Nous estimons également que les communes qui seront le plus touchées par ce mécanisme sont les communes de taille plus modeste – les communes qui utilisent la L3PL – puisque contrairement à des communes plus grandes, elles n’auraient pas les moyens financiers de rénover, ou n’auraient pas le bâti existant pour procéder à des rénovations. Imaginez une commune qui ne possède tout simplement pas de bâtiment propice à une rénovation énergétique et qui souhaiterait utiliser son droit de préemption ; elle ne pourrait tout simplement pas le faire, puisqu’elle ne pourrait pas investir un montant équivalent dans cette autre politique publique. Les minoritaires estiment donc que la nécessité de miser à double, telle que prévue par le postulat, serait un frein financier important pour la majorité des communes et qu’il y a fort à parier que les communes qui souhaitent préempter ne le feront plus, ou nettement moins, si elles doivent systématiquement investir à double.

Nous rappelons également que les conditions dans lesquelles le droit de préemption peut être activé sont prévues par la L3PL et qu’elles ont fait l’objet d’un compromis validé tant par le Grand Conseil que par le peuple, à la suite d’un référendum des milieux immobiliers. Dès lors, nous estimons que toute détérioration des droits en faveur de la création de LUP ou du maintien du parc locatif répondant aux besoins prépondérants de la population serait contraire à la volonté populaire.
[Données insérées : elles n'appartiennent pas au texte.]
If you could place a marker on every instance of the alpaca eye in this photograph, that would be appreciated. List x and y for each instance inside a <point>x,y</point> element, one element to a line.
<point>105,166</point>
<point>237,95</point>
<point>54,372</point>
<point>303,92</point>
Ne vous y trompez pas, ce n’est pas parce qu’il s’agit d’un postulat qu’il s’agit forcément d’une bonne idée ni d’ailleurs parce que la forme est non contraignante que cela vaut la peine de le renvoyer au Conseil d’Etat ! Une mauvaise idée reste une mauvaise idée, et elle ne doit simplement pas sortir de notre Grand Conseil, peu importe le titre qu’elle porte. Les minoritaires sont donc conscients de la nécessité urgente de rénover le parc locatif et qu’une réflexion poussée sur les leviers d’action de l’Etat à disposition des communes est absolument nécessaire. Cette réflexion doit néanmoins être menée pour elle-même, en agissant par exemple par le biais de la LVLEne, sans la lier à une autre politique publique que certains ici présents souhaitent détricoter. Sous couvert de favoriser les rénovations énergétiques, ce postulat est un outil qui vise en fait à restreindre encore les conditions d’utilisation du droit de préemption par les communes et à freiner la construction de LUP. C’est la raison pour laquelle nous nous y opposons et vous invitons à refuser ce postulat.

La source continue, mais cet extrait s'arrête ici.